Peter laughed. “Who was with you when you tried the experiment?” he demanded.
Julie threw her head back, and even the professional four glanced up and looked at her. “Ah, wouldn’t you like to know?” she laughed. “Well, I won’t tease you—two native girls if you want to know, that was all. The rest of the party were having a midday sleep. But I never can sleep at midday. I don’t mind lying in a hammock or a deck-chair, and reading, but I can’t sleep. One feels so beastly when one wakes up, doesn’t one?”
Peter nodded, but steered her back. “Tell me more,” he said. “You wake something up in me; I feel as if I was born to be there.”
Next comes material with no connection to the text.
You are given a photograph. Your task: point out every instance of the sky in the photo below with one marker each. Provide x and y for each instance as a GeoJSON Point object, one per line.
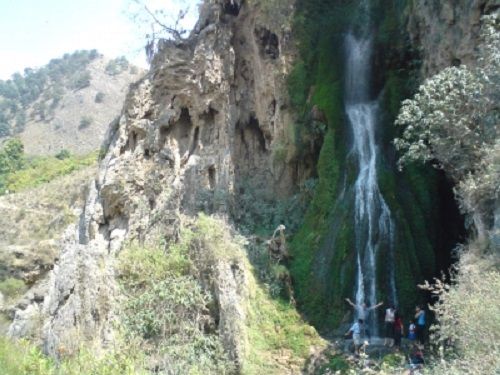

“Well,” she said reflectively, “I don’t know that anything can beat the great range that runs along our border in Natal. It’s different, of course, but it’s very wonderful. There’s one pass I know—see here, you go up a wide valley with a stream that runs in and out, and that you have to cross again and again until it narrows and narrows to a small footpath between great kranzes. At first there are queer stunted trees and bushes about, with the stream, that’s now a tiny thing of clear water, singing among them, and there the trees stop, and you climb up and up among the boulders, until you think you can do no more, and at the last you come out on the top.”
“And then?”
“You’re in wonderland. Before you lies peak on peak, grass-grown and rocky, so clear in the rare, still air. There is nothing there but mountain and rock and grass, and the blue sky, with perhaps little clouds being blown across it, and a wind that’s cool and vast—you feel it fills everything. And you look down the way you’ve come, and there’s all Natal spread out at your feet like a tiny picture, lands and woods and rivers, till it’s lost in the mist of the distance.”
She ceased, staring at her wine-glass. At last the chatter of the place broke in on Peter. “My dear,” he exclaimed, “one can see it. But what do you do there?”
She laughed and broke the spell. “What would one do?” she demanded. “Eat and drink and sleep, and make love, Peter, if there’s anybody to make love to.”
“But you couldn’t do that all your life,” he objected.
“Why not? Why do anything else? I never can see. And when you’re tired—for you do get tired at last—back to Durban for a razzle-dazzle, or back farther still, to London or Paris for a bit. That’s the life for me, Peter!”
He smiled: “Provided somebody is there with the necessary, I suppose?” he said.
“Solomon,” she mocked, “Solomon, Solomon! Why do you spoil it all? But you’re right, of course, Peter, though I hate to think of that.”
“I see how we’re like, and how we’re unlike, Julie,” said Peter suddenly, “You like real things, and so do I. You hate to feel stuffy and tied up in conventions, and so do I. But you’re content with just that, and I’m not.”